TELEGRAPH VIEW
22 June 2016 • 11:57am
We are not "quitters", Prime Minister |
As the Prime Minister has said, the result will affect the children and grandchildren of those going to the polls. He implied that this meant anyone who cared about their family should vote to stay. Leavers, he suggested, were placing their kith and kin in jeopardy and their country in peril. They were, by definition, quitters.
Since it was Mr Cameron who offered a referendum in which Leave is one of two options, it is unwarranted for him now to stand outside No 10 Downing Street and treat many of those who put him there with such disdain. Many of these “quitters” were instrumental in securing the Tories a parliamentary majority for the first time since 1992. Now they are being told that the great national debate about Britain’s place in the world in which they were invited to participate was really a Hobson’s Choice.
Unlike the Prime Minister, the Baby Boomer generation who disagree with him took part in the 1975 referendum, Then in their late teens and early twenties, they voted Yes to remain by a large margin. The final result was 2:1 in favour of staying in what was then called the Common Market.
These voters, unlike their children, have had 40 years to question whether they made the right decision. What they endorsed in 1975 has changed beyond all recognition, growing from nine countries to 28 and morphing from an economic community into a political union.
It is possible that the voters now being told they are putting the futures of their grandchildren on the line have changed their minds for a very good reason: they have seen how the promises made then were either fallacious or never fulfilled.
It is possible that the voters now being told they are putting the futures of their grandchildren on the line have changed their minds for a very good reason: they have seen how the promises made then were either fallacious or never fulfilled.
They have witnessed at first-hand how, whenever the British government has tried to resist the gradual ratcheting up of the EU’s centralising ambitions, they have gone ahead regardless.

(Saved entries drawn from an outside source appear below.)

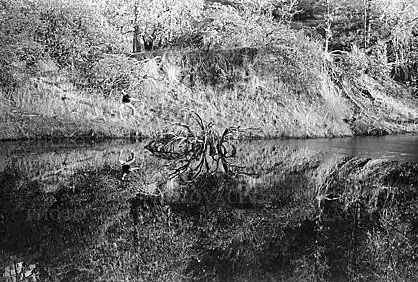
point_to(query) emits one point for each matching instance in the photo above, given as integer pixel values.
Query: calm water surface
(315, 210)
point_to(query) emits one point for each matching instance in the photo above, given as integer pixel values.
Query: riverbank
(346, 215)
(51, 107)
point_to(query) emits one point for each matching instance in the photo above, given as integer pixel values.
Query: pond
(310, 210)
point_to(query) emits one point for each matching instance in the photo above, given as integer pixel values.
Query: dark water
(316, 210)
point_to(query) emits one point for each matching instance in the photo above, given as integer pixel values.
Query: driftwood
(193, 152)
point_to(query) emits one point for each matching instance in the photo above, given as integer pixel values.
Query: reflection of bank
(20, 271)
(242, 192)
(56, 214)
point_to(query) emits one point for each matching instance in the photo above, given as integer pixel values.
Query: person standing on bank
(127, 102)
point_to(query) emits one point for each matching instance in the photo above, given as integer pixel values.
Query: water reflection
(310, 214)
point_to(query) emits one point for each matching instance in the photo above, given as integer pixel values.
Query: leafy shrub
(115, 73)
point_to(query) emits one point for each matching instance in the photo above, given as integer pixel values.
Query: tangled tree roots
(195, 152)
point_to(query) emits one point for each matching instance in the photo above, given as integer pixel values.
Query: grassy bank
(50, 106)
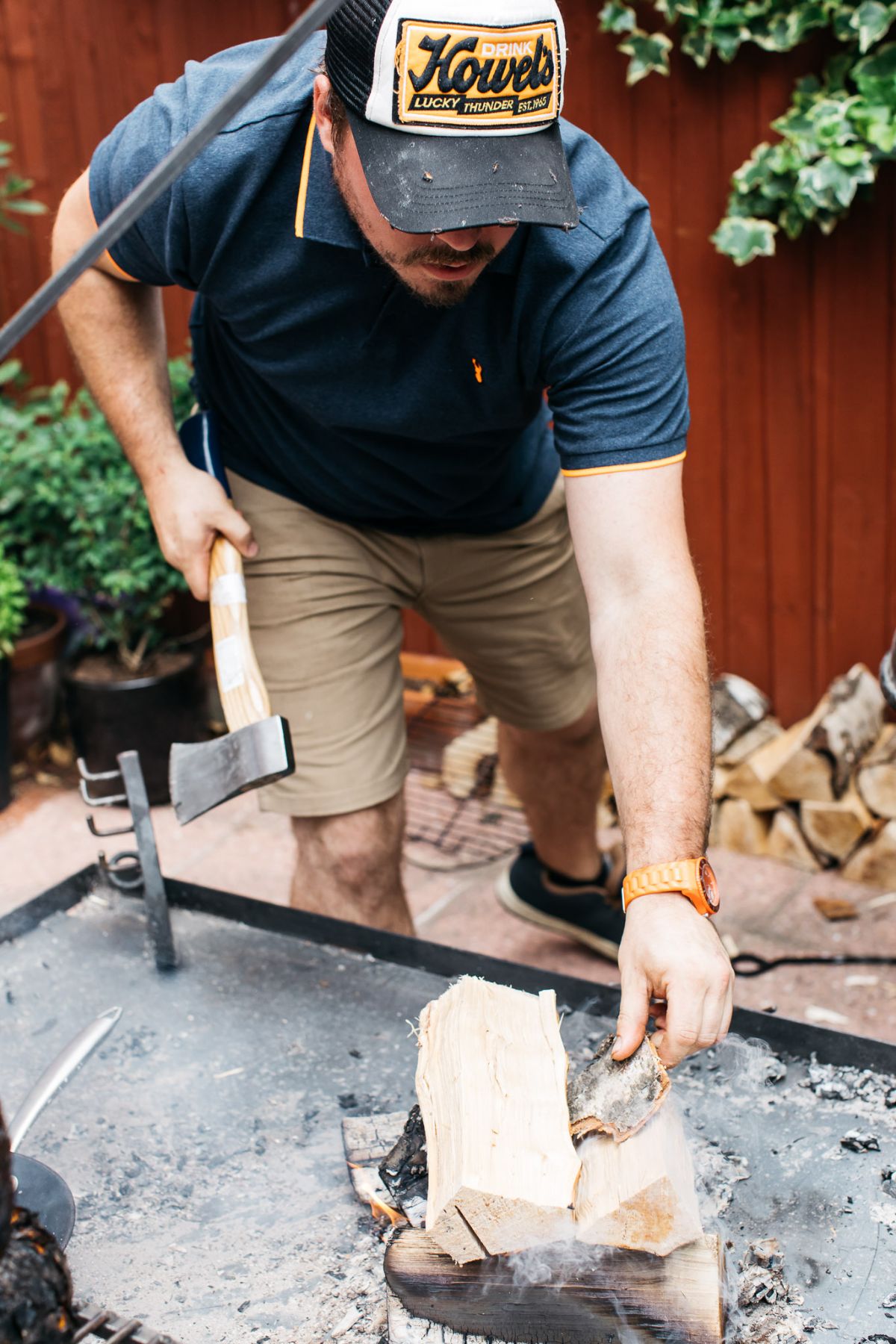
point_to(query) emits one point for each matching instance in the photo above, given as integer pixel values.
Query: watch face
(709, 885)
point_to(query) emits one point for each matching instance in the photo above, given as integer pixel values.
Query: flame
(378, 1207)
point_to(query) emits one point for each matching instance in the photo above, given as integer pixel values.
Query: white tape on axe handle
(228, 660)
(228, 591)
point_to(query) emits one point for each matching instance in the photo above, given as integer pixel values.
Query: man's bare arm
(117, 331)
(649, 647)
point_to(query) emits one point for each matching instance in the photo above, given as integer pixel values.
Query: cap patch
(472, 75)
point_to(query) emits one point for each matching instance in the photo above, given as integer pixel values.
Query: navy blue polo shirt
(334, 385)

These people are not “quitters”; they were asked by Mr Cameron to reach a judgment and have decided that on the experience of the past 40 years Britain would be better off out. After all, what the Prime Minister called “the hopes and dreams of their children” were their hopes and dreams once. But in the words of a rock band at its zenith when the last referendum was staged, they won’t get fooled again.
Not content with telling Leavers that they would impoverish their grandchildren, the Remain camp also accused them of risking an economic meltdown by the weekend. George Soros, the financier whose speculation against sterling in 1992 propelled the pound out of the European Exchange Rate mechanism, warned of a crisis in the markets. The man who brought us Black Wednesday was now anticipating Black Friday.
Leave aside the fact that dropping out of the ERM was the best thing that happened to the British economy in the 1990s, the Remainers seem to be trying to talk up the circumstances in which a crash could happen. Again, since the Government offered us this referendum, it must have taken into account that Brexit was a possibility.
Were it to happen, therefore, it is the job of Ministers – their duty, even – to ensure that stability is maintained in the markets and not to deploy the sort of rhetoric that fuels uncertainty and feeds panic. In particular, it is the task of Mark Carney, the Bank of England Governor, to react to whatever decision the British people reach. Yet he has risked compromising his independence by effectively joining the Remain side of the argument.
Today will see the final frenetic flourishes in a campaign that has failed to rise to the heights it could have achieved. The Leave side has become bogged down in a sometimes tawdry argument about immigration that has resolved little while the Remain camp has abandoned any pretense that Mr Cameron obtained the reformed Europe he sought.
It has relied on threats and fear, perpetuating a scare story that will inevitably have have had an impact on voters concerned for their livelihoods and those of their families. Yet despite that, or possibly because of it, the final polls indicate that the referendum is still too close to call. History beckons - but which way?